Bkiii:Xix Let’s Drink
You can tell me the years between
Inachus and Codrus, who wasn’t afraid to
die for his country, Aeacus’
line, and the fights by the walls at sacred Troy:
but you can’t say what price we’ll pay
for a jar of Chian wine, who’ll heat the water,
or under whose roof, at what time,
I can escape at last from Paelignian cold.
Don’t wait: drink to the new moon, boy,
to the midnight hour, to the augur, Murena:
the wine is mixed in three measures,
or nine, depending which of the two is fitting.

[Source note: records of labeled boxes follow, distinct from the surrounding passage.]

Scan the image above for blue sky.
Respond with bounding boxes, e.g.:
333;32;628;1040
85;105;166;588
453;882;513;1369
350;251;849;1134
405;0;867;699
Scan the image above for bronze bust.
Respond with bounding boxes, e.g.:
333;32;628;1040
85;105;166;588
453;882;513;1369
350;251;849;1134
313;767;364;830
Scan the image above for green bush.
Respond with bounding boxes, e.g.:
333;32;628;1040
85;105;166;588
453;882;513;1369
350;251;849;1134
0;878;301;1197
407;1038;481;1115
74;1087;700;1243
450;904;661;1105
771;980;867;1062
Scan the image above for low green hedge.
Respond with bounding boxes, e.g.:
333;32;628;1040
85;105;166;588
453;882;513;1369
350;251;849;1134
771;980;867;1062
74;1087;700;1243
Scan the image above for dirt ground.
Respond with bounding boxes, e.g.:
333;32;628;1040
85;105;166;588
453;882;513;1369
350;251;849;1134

The poet, inspired, who’s in love
with the odd-numbered Muses, will ask for three times
three: fearing our quarrels, the Grace,
who’s hand in hand with her naked sisters, forbids
more than triple. I like to rave:
why have the blasts of the Berecyntian flute
fallen silent? Why is the pipe
hanging there speechless, next door to the speechless lyre?
I dislike those hands that refrain:
scatter rose petals: and let envious Lycus
hear our demented noise-making,
and the girl who’s next door, who won’t suit old Lycus.
Ripe Rhode is searching for you,
Telephus, you with the glistening hair, oh you,
who are like the pure evening star:
while a slow love, for Glycera, has me on fire.